Wednesday, May 21, 2014

SEGENGGAM IMAN ANAK KITA

Judul Buku                : Segenggam Iman Anak Kita
Penulis                       : Mohammad Fauzil Adhim
Penerbit                      : Pro-U Media, Jogjakarta
TahunTerbit                : 2013
Jumlah Halaman         : 287

Yang menjadi latar belakang penulisan buku ini adalah keresahan sang penulis dalam mewariskan sesuatu untuk generasi masa depan. Banyak orangtua yang menginginkan anaknya cerdas, tapi ternyata menurut sang penulis, cerdas saja tidak cukup, cara untuk mengantarkan anak-anak meraih kecemerlangan, juga harus diperhatikan. Jangan sampai ambisi kita menjadikan anak “tampak istimewa” justru menjadi sebab rapuhnya jiwa dan lemahnya iman bersebab kita mengejar yang instan dan melupakan yang fundamental. Dalam rangka menanamkan yang fundamental inilah, buku ini disusun.
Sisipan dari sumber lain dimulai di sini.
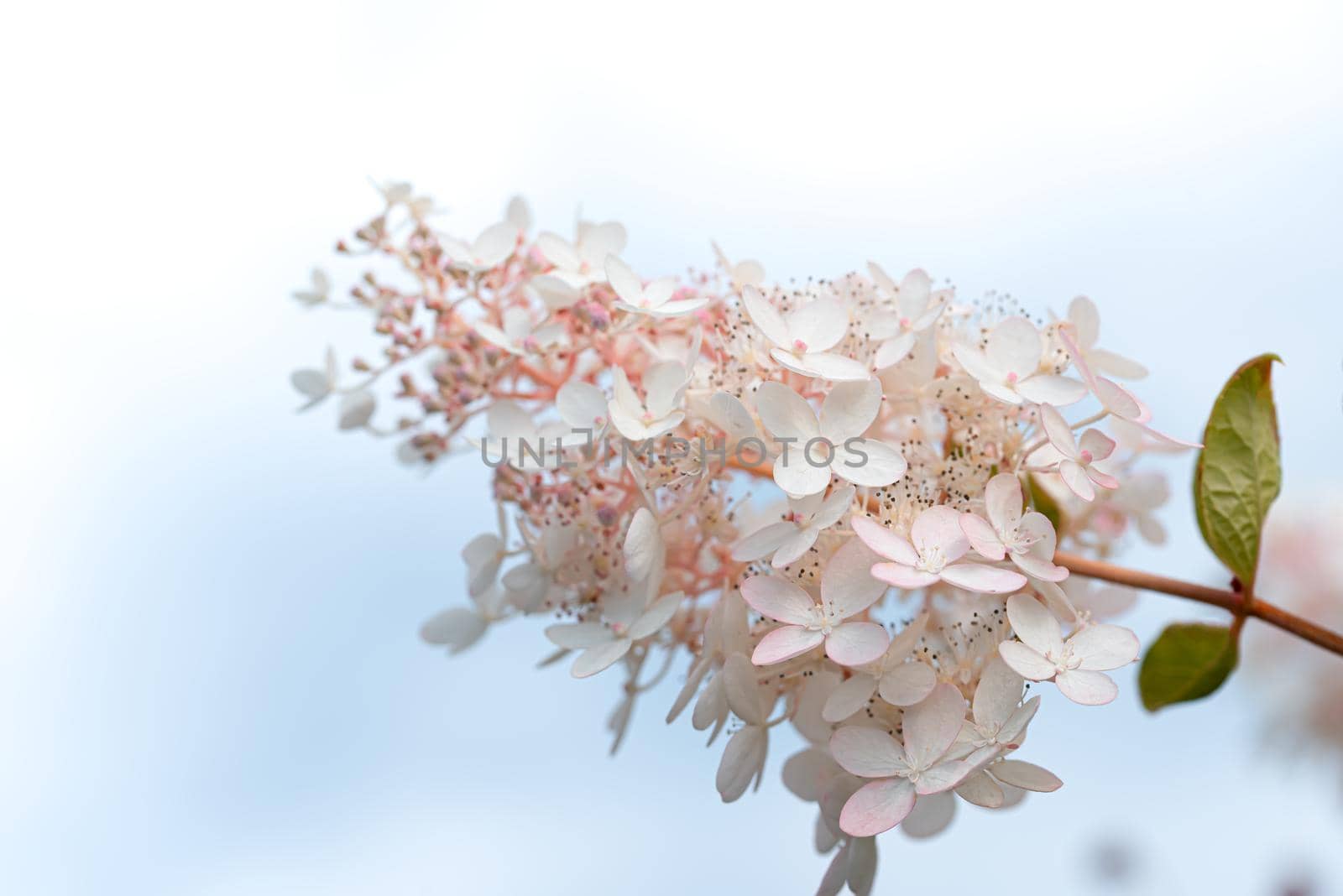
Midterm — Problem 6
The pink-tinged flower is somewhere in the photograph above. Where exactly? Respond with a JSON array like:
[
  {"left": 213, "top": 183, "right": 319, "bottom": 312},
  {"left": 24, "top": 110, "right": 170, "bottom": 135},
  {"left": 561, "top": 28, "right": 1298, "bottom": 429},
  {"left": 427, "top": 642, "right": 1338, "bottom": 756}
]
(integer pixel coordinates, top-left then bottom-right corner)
[
  {"left": 868, "top": 262, "right": 947, "bottom": 370},
  {"left": 720, "top": 482, "right": 855, "bottom": 569},
  {"left": 546, "top": 591, "right": 683, "bottom": 679},
  {"left": 442, "top": 221, "right": 521, "bottom": 271},
  {"left": 830, "top": 683, "right": 972, "bottom": 837},
  {"left": 741, "top": 286, "right": 871, "bottom": 381},
  {"left": 741, "top": 542, "right": 891, "bottom": 665},
  {"left": 821, "top": 613, "right": 938, "bottom": 723},
  {"left": 1068, "top": 295, "right": 1147, "bottom": 379},
  {"left": 960, "top": 473, "right": 1068, "bottom": 590},
  {"left": 1052, "top": 321, "right": 1204, "bottom": 448},
  {"left": 952, "top": 318, "right": 1086, "bottom": 405},
  {"left": 998, "top": 594, "right": 1139, "bottom": 706},
  {"left": 606, "top": 255, "right": 708, "bottom": 318},
  {"left": 1029, "top": 405, "right": 1119, "bottom": 500},
  {"left": 851, "top": 506, "right": 1026, "bottom": 594},
  {"left": 756, "top": 378, "right": 908, "bottom": 497}
]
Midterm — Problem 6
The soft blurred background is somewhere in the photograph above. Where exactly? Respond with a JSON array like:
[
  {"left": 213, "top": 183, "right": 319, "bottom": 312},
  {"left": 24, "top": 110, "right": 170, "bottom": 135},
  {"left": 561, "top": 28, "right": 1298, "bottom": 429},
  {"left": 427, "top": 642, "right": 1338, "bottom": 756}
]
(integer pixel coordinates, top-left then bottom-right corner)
[{"left": 0, "top": 2, "right": 1343, "bottom": 894}]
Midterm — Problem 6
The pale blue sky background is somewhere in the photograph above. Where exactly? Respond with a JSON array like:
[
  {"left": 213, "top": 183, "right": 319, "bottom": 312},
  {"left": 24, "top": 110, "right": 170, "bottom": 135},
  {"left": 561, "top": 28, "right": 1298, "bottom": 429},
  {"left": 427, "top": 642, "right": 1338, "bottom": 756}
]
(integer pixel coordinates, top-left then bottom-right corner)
[{"left": 0, "top": 3, "right": 1343, "bottom": 896}]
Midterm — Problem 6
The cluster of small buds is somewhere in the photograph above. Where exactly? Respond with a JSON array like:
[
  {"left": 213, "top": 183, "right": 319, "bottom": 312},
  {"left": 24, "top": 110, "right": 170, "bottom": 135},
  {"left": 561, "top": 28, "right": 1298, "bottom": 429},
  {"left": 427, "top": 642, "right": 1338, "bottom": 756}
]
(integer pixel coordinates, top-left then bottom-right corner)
[{"left": 294, "top": 185, "right": 1187, "bottom": 893}]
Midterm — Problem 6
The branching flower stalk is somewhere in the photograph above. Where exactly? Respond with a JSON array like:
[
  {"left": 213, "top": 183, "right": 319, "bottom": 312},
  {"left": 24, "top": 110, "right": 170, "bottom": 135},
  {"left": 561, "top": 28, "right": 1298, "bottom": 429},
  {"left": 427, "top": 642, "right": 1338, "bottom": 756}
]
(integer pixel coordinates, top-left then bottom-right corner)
[{"left": 293, "top": 185, "right": 1343, "bottom": 893}]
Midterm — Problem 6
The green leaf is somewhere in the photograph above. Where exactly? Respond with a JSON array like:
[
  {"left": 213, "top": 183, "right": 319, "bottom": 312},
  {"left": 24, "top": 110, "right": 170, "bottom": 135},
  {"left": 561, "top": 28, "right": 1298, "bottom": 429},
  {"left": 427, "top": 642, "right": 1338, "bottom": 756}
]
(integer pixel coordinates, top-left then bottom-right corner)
[
  {"left": 1030, "top": 473, "right": 1063, "bottom": 533},
  {"left": 1137, "top": 623, "right": 1237, "bottom": 712},
  {"left": 1194, "top": 354, "right": 1283, "bottom": 591}
]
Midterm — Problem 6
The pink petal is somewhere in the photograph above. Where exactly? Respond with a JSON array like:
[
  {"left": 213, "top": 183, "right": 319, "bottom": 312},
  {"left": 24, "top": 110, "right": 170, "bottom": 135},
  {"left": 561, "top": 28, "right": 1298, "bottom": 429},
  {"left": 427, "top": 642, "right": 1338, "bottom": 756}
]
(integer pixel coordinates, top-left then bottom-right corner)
[
  {"left": 830, "top": 724, "right": 905, "bottom": 778},
  {"left": 985, "top": 473, "right": 1021, "bottom": 531},
  {"left": 909, "top": 504, "right": 969, "bottom": 562},
  {"left": 942, "top": 563, "right": 1026, "bottom": 594},
  {"left": 1068, "top": 625, "right": 1142, "bottom": 672},
  {"left": 871, "top": 563, "right": 942, "bottom": 590},
  {"left": 878, "top": 663, "right": 938, "bottom": 707},
  {"left": 741, "top": 576, "right": 819, "bottom": 625},
  {"left": 750, "top": 625, "right": 826, "bottom": 665},
  {"left": 849, "top": 515, "right": 918, "bottom": 566},
  {"left": 839, "top": 778, "right": 917, "bottom": 837},
  {"left": 904, "top": 681, "right": 965, "bottom": 768},
  {"left": 821, "top": 538, "right": 886, "bottom": 620},
  {"left": 826, "top": 623, "right": 891, "bottom": 665},
  {"left": 989, "top": 759, "right": 1063, "bottom": 793},
  {"left": 1054, "top": 669, "right": 1119, "bottom": 707},
  {"left": 960, "top": 513, "right": 1007, "bottom": 560},
  {"left": 998, "top": 641, "right": 1056, "bottom": 681},
  {"left": 1007, "top": 594, "right": 1063, "bottom": 654}
]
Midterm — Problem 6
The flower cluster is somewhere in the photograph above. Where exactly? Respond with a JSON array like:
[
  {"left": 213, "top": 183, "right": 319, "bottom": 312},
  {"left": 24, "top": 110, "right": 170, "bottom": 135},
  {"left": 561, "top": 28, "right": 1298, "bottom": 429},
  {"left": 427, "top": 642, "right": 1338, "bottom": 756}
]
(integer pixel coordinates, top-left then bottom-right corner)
[{"left": 294, "top": 185, "right": 1184, "bottom": 893}]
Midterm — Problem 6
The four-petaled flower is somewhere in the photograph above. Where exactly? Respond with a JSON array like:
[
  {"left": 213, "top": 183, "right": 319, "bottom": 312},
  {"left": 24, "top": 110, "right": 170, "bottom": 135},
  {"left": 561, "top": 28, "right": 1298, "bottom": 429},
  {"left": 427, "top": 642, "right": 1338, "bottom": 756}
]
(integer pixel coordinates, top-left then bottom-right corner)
[
  {"left": 960, "top": 473, "right": 1068, "bottom": 582},
  {"left": 952, "top": 318, "right": 1086, "bottom": 405},
  {"left": 741, "top": 531, "right": 891, "bottom": 665},
  {"left": 998, "top": 594, "right": 1137, "bottom": 706},
  {"left": 741, "top": 286, "right": 871, "bottom": 381},
  {"left": 830, "top": 683, "right": 974, "bottom": 837},
  {"left": 851, "top": 506, "right": 1026, "bottom": 594},
  {"left": 756, "top": 379, "right": 905, "bottom": 497}
]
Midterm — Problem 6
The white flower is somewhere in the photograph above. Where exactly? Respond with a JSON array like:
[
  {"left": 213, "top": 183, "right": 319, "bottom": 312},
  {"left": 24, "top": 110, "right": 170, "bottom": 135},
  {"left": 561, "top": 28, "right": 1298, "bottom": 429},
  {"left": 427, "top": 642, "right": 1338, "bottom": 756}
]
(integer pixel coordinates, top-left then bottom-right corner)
[
  {"left": 714, "top": 654, "right": 774, "bottom": 802},
  {"left": 472, "top": 305, "right": 566, "bottom": 356},
  {"left": 536, "top": 221, "right": 626, "bottom": 289},
  {"left": 289, "top": 349, "right": 340, "bottom": 409},
  {"left": 546, "top": 591, "right": 683, "bottom": 679},
  {"left": 606, "top": 255, "right": 708, "bottom": 318},
  {"left": 959, "top": 656, "right": 1039, "bottom": 764},
  {"left": 868, "top": 262, "right": 947, "bottom": 370},
  {"left": 741, "top": 286, "right": 871, "bottom": 381},
  {"left": 952, "top": 318, "right": 1086, "bottom": 405},
  {"left": 821, "top": 613, "right": 938, "bottom": 721},
  {"left": 960, "top": 471, "right": 1068, "bottom": 590},
  {"left": 293, "top": 267, "right": 332, "bottom": 306},
  {"left": 609, "top": 361, "right": 687, "bottom": 439},
  {"left": 830, "top": 683, "right": 971, "bottom": 837},
  {"left": 421, "top": 585, "right": 508, "bottom": 654},
  {"left": 998, "top": 594, "right": 1139, "bottom": 706},
  {"left": 741, "top": 539, "right": 891, "bottom": 665},
  {"left": 850, "top": 506, "right": 1026, "bottom": 594},
  {"left": 756, "top": 378, "right": 905, "bottom": 497},
  {"left": 1068, "top": 295, "right": 1147, "bottom": 379},
  {"left": 713, "top": 242, "right": 764, "bottom": 289},
  {"left": 720, "top": 482, "right": 854, "bottom": 569},
  {"left": 1029, "top": 405, "right": 1119, "bottom": 500},
  {"left": 442, "top": 221, "right": 521, "bottom": 271}
]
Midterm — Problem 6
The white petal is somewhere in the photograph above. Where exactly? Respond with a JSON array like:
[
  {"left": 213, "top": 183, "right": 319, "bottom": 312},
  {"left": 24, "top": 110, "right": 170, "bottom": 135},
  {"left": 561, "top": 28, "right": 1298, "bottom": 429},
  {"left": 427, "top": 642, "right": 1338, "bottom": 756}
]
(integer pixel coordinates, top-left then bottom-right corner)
[
  {"left": 839, "top": 778, "right": 916, "bottom": 837},
  {"left": 714, "top": 724, "right": 770, "bottom": 802},
  {"left": 741, "top": 576, "right": 818, "bottom": 625},
  {"left": 821, "top": 379, "right": 881, "bottom": 444},
  {"left": 826, "top": 623, "right": 891, "bottom": 665},
  {"left": 821, "top": 672, "right": 877, "bottom": 723},
  {"left": 830, "top": 439, "right": 908, "bottom": 488},
  {"left": 732, "top": 522, "right": 789, "bottom": 566},
  {"left": 904, "top": 681, "right": 965, "bottom": 768},
  {"left": 750, "top": 625, "right": 826, "bottom": 665},
  {"left": 1016, "top": 372, "right": 1086, "bottom": 406},
  {"left": 421, "top": 607, "right": 488, "bottom": 654},
  {"left": 989, "top": 759, "right": 1063, "bottom": 793},
  {"left": 1068, "top": 625, "right": 1142, "bottom": 672},
  {"left": 623, "top": 507, "right": 662, "bottom": 582},
  {"left": 878, "top": 661, "right": 938, "bottom": 707},
  {"left": 569, "top": 637, "right": 631, "bottom": 679},
  {"left": 821, "top": 538, "right": 886, "bottom": 622},
  {"left": 741, "top": 286, "right": 792, "bottom": 349},
  {"left": 1007, "top": 594, "right": 1063, "bottom": 654},
  {"left": 1054, "top": 669, "right": 1119, "bottom": 707},
  {"left": 998, "top": 641, "right": 1057, "bottom": 681},
  {"left": 830, "top": 726, "right": 905, "bottom": 778}
]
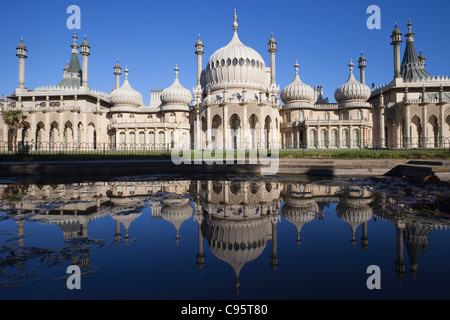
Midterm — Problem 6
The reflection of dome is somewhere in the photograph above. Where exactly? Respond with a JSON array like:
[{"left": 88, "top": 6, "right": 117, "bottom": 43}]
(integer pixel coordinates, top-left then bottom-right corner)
[
  {"left": 334, "top": 63, "right": 370, "bottom": 103},
  {"left": 111, "top": 208, "right": 142, "bottom": 239},
  {"left": 281, "top": 198, "right": 319, "bottom": 243},
  {"left": 57, "top": 220, "right": 81, "bottom": 239},
  {"left": 206, "top": 219, "right": 268, "bottom": 278},
  {"left": 109, "top": 69, "right": 144, "bottom": 107},
  {"left": 280, "top": 63, "right": 314, "bottom": 105},
  {"left": 161, "top": 66, "right": 192, "bottom": 106},
  {"left": 336, "top": 198, "right": 372, "bottom": 243},
  {"left": 161, "top": 199, "right": 194, "bottom": 240},
  {"left": 205, "top": 15, "right": 267, "bottom": 92}
]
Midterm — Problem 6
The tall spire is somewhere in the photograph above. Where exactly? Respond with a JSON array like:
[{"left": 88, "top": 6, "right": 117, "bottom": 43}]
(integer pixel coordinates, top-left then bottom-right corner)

Buku ini terdiri dari 5 bagian besar yaitu Menjadi Orangtua untuk Anak Kita, Membekali Jiwa Anak, Menghidupkan Al-Qur’an pada Diri Anak, Sekedar Cerdas Belum Mencukupi dan Menempa Jiwa Anak, Menyempurnakan Bekal Masa Depan.

Pada bagian pertama, penulis mengkritisi teori yang mengatakan bahwa masa remaja adalah masa pencarian identitas diri. Teori ini hanya berlaku apabila kita tidak mempersiapkan arah dan tujuan hidup anak-anak sejak kecil. Jika orientasinya sejak awal sudah ditanamkan dengan bagus, maka masa remaja tak perlu dilalui dengan krisis identitas dan keguncangan jiwa. Tugas orangtua dan guru bukanlah mempersiapkan anak-anak memiliki prestasi akademik yang menakjubkan. Tugas mereka adalah membimbing anak-anak agar mencintai ilmu, sehingga dengan kecintaan yang besar itu mereka akan bersemangat dalam belajar. Selain itu menurut penulis, ada 3 bekal dalam mengasuh anak yang merujuk pada surat An-Nisa ayat 9, yaitu rasa takut terhadap masa depan mereka, takwa kepada Allah dan berbicara dengan perkataan yang benar.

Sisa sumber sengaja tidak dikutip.